Fourier Sliced-Wasserstein Embedding for Multisets and Measures
Tal Amir, Nadav Dym
TL;DR
The Fourier Sliced-Wasserstein embedding (FSW) provides a provably injective, near-bi-Lipschitz Euclidean embedding for finite multisets and distributions in $\mathbb{R}^d$, enabling efficient learning on non-Euclidean data. By projecting inputs onto random 1D directions and sampling the Fourier transform of their quantile functions, FSW exactly captures the sliced-Wasserstein geometry in expectation and offers strong finite-dimensional guarantees: $m \ge 2Nd+1$ suffices for multisets and $m \ge 2Nd+2N-1$ for distributions. The embedding is computationally efficient, with complexity $\mathcal{O}(mNd + mN\log N)$, and it outperforms prior methods such as PSWE in preserving distances and supporting learning tasks; it also improves the robustness of PointNet when max-pooling is replaced by FSW. However, a bi-Lipschitz Euclidean embedding of all finite distributions is provably impossible, underscoring that FSW achieves near-optimal metric guarantees within finite dimensions and practical constraints.
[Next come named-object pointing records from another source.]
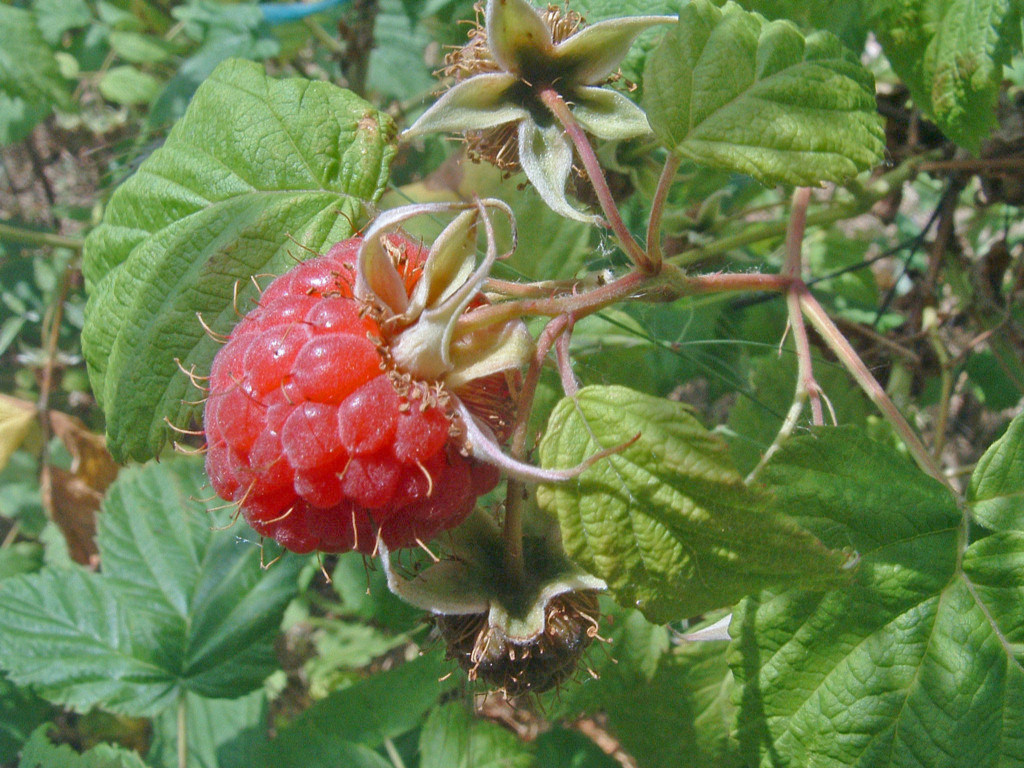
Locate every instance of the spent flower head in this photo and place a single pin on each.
(506, 67)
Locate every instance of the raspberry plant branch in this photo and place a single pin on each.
(862, 201)
(807, 387)
(33, 238)
(512, 529)
(849, 357)
(553, 100)
(657, 206)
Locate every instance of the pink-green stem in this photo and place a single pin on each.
(657, 208)
(849, 357)
(553, 100)
(512, 530)
(33, 238)
(807, 387)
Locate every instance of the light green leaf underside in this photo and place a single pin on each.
(258, 174)
(996, 492)
(667, 522)
(731, 90)
(180, 605)
(915, 664)
(950, 54)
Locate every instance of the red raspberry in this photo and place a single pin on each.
(314, 436)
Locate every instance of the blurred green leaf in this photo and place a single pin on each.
(41, 753)
(729, 89)
(56, 16)
(24, 557)
(453, 737)
(126, 85)
(138, 48)
(950, 54)
(381, 707)
(28, 69)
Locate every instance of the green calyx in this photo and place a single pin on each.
(424, 341)
(474, 579)
(526, 52)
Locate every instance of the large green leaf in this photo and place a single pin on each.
(257, 174)
(918, 663)
(667, 522)
(950, 53)
(729, 89)
(687, 705)
(28, 67)
(180, 605)
(169, 556)
(996, 492)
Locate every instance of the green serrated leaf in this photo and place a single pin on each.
(28, 68)
(731, 90)
(996, 492)
(164, 554)
(599, 10)
(257, 173)
(20, 713)
(667, 521)
(41, 753)
(384, 706)
(68, 635)
(180, 605)
(453, 737)
(950, 53)
(919, 660)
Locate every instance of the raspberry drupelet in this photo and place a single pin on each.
(318, 438)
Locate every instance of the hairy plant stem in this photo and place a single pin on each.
(807, 387)
(657, 208)
(849, 357)
(862, 201)
(512, 529)
(553, 100)
(32, 238)
(182, 731)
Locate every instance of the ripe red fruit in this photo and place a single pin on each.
(316, 437)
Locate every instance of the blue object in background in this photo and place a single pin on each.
(283, 12)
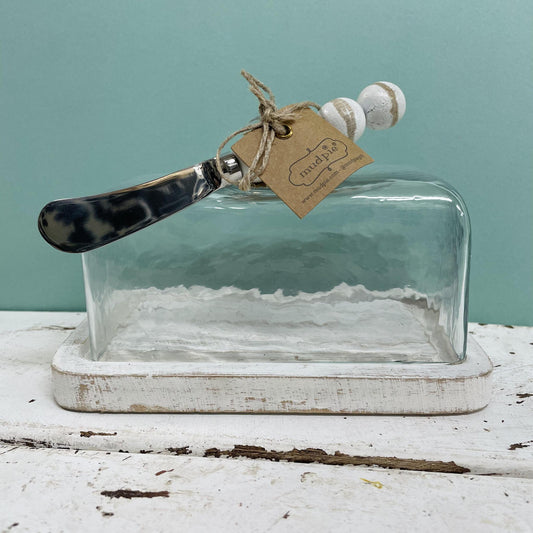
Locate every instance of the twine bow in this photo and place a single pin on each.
(273, 122)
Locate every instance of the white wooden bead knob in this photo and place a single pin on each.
(346, 115)
(383, 103)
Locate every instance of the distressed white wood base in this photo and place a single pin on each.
(81, 384)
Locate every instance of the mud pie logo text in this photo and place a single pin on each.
(306, 170)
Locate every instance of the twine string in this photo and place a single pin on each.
(272, 121)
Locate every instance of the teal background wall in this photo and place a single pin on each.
(100, 94)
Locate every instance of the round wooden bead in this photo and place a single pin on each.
(346, 115)
(383, 103)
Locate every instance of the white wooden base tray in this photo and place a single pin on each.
(81, 384)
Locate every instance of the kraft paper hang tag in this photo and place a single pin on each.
(305, 167)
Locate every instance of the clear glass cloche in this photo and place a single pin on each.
(377, 272)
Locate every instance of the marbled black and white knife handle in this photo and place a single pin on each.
(83, 224)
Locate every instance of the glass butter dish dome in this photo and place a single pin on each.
(376, 273)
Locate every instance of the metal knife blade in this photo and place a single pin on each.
(82, 224)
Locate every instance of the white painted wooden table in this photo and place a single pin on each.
(67, 471)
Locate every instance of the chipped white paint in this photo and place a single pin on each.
(495, 440)
(82, 384)
(55, 490)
The work demonstrates meaningful improvements in learning tasks involving multisets and paves the way for integrating FSW into graph neural networks and broader transport-based metrics.
Abstract
We present the Fourier Sliced-Wasserstein (FSW) embedding - a novel method to embed multisets and measures over R^d into Euclidean space. Our proposed embedding approximately preserves the sliced Wasserstein distance on distributions, thereby yielding geometrically meaningful representations that better capture the structure of the input. Moreover, it is injective on measures and bi-Lipschitz on multisets - a significant advantage over prevalent methods based on sum- or max-pooling, which are provably not bi-Lipschitz, and, in many cases, not even injective. The required output dimension for these guarantees is near-optimal: roughly 2Nd, where N is the maximal input multiset size. Furthermore, we prove that it is impossible to embed distributions over R^d into Euclidean space in a bi-Lipschitz manner. Thus, the metric properties of our embedding are, in a sense, the best possible. Through numerical experiments, we demonstrate that our method yields superior multiset representations that improve performance in practical learning tasks. Specifically, we show that (a) a simple combination of the FSW embedding with an MLP achieves state-of-the-art performance in learning the (non-sliced) Wasserstein distance; and (b) replacing max-pooling with the FSW embedding makes PointNet significantly more robust to parameter reduction, with only minor performance degradation even after a 40-fold reduction.